How would describe it when the documentation is for hardware where the
concept is developed in the US and the product is manufactured in Taiwan
and the documentation is done in India? I would say that cost is the
bottom line.

Radhika Shankar
rshankar -at- austin -dot- utexas -dot- edu

-----Original Message-----
From: bounce-techwr-l-211929 -at- lists -dot- techwr-l -dot- com
[mailto:bounce-techwr-l-211929 -at- lists -dot- techwr-l -dot- com] On Behalf Of Susan W.
Gallagher
Sent: Thursday, March 31, 2005 12:10 PM
To: TECHWR-L
Cc: TECHWR-L
Subject: Re: Re: Fwd: Technical Writing - What's the catch?

>
> Guy K. Haas commented:
>
> [Sue points out that TW jobs go to India because the cost is less...]
>
> I agree with most of that, with one addition: when the code is being
> developed in India, having the writing done by people who sit among
> the programmers CAN be superior to having it done by more-practiced
people half a world away...

I absolutely agree here; it is always easier to write about software
when you have direct contact with the development staff. The ability to
ask one question based on another, to evesdrop in the hallways, and to
"do lunch" with the devs often allows a writer to capture nuances that
can easily be missed in a distance relationship.

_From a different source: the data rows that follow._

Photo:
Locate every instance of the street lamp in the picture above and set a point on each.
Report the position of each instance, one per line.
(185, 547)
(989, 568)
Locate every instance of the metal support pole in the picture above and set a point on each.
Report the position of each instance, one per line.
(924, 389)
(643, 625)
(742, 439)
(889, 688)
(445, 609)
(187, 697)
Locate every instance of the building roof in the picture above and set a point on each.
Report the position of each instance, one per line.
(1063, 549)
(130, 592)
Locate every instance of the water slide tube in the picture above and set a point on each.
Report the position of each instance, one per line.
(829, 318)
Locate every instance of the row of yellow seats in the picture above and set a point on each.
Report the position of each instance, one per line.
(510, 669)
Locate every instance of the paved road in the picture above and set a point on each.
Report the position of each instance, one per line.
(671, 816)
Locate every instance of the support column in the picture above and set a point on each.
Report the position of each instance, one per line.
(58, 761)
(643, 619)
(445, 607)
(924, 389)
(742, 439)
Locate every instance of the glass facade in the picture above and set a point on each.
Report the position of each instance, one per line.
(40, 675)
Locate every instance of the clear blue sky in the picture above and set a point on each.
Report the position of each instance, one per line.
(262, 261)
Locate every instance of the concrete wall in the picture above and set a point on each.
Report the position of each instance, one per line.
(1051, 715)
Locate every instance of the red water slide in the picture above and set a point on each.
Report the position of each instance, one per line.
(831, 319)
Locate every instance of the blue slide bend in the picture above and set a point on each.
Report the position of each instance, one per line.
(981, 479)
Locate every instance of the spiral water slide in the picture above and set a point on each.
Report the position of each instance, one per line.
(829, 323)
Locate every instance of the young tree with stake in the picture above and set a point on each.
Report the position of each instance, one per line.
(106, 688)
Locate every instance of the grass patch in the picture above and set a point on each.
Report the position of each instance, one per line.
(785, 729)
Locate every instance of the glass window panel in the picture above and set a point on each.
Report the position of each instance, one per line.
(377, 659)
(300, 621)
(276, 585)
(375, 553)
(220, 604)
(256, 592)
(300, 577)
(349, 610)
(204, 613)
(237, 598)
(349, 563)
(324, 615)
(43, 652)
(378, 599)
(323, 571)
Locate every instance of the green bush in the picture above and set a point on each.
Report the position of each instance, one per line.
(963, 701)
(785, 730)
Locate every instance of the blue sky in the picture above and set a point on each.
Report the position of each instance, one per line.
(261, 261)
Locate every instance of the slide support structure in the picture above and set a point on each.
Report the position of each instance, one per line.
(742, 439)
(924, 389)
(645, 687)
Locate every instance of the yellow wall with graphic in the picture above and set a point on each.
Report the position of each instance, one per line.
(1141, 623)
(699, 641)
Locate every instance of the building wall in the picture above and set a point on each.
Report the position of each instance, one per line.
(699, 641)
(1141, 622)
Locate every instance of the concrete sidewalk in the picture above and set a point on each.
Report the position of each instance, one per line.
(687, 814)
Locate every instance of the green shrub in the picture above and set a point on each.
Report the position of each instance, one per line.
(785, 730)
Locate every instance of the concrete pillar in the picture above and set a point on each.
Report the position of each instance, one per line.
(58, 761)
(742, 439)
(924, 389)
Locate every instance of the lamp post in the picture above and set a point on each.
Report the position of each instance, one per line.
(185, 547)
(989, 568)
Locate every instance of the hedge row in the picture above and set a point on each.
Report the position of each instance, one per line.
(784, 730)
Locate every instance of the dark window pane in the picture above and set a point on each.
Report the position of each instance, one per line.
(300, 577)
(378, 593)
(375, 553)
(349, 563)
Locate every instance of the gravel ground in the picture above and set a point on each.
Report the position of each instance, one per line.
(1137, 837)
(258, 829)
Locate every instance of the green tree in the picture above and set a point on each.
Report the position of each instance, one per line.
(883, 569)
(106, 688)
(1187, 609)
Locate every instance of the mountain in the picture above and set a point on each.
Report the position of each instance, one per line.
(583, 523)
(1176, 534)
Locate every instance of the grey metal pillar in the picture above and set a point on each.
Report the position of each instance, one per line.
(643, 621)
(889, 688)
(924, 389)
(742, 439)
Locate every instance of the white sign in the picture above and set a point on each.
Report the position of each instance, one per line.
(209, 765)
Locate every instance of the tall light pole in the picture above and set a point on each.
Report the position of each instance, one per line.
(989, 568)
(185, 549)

And that starts me wondering whether, in cases where the entire
development effort has been offshored, there is less of an eagle-eye on
the bottom line and more opportunity for innovation and improvement. One
would hope so, but the view from my particular trenches indicates that,
for most of these projects, economic considerations trump all.

>...More than a dictionary is called for, though. There is a field of
>study termed in the U.S. "English as Second Language (ESL)." It uses
>the tools of linguistics as well as grammar and vocabulary to improve
>the idiom of persons who were not taught English by Americans (or
Brits or Aussies or Kiwis)...

Thanks for providing this insight as well, Guy. Is there an online
source for this type of study or does it require personal instruction?
I'd be interested to learn what techniques you use to improve your
remote teams.

-Sue Gallagher
(and this time, I remembered to click "Reply All"!!! <g>)




^^^^^^^^^^^^^^^^^^^^^^^^^^^^^^^^^^^^^^^^^^^^^^^^^^^^^^^^^

WEBWORKS FINALDRAFT - EDIT AND REVIEW, REDEFINED
Accelerate the document lifecycle with full online discussions and unique feedback-management capabilities. Unlimited, efficient reviews for Word
and FrameMaker authors. Live, online demo:
http://www.webworks.com/techwr-l

---
You are currently subscribed to techwr-l as:
archiver -at- techwr-l -dot- com
To unsubscribe send a blank email to leave-techwr-l-obscured -at- lists -dot- techwr-l -dot- com
Send administrative questions to lisa -at- techwr-l -dot- com -dot- Visit
http://www.techwr-l.com/techwhirl/ for more resources and info.



Follow-Ups:

Previous by Author: RE: HTML v. PDF
Next by Author: Technical Writing - What's the catch?
Previous by Thread: Re: Re: Fwd: Technical Writing - What's the catch?
Next by Thread: RE: Re: Fwd: Technical Writing - What's the catch?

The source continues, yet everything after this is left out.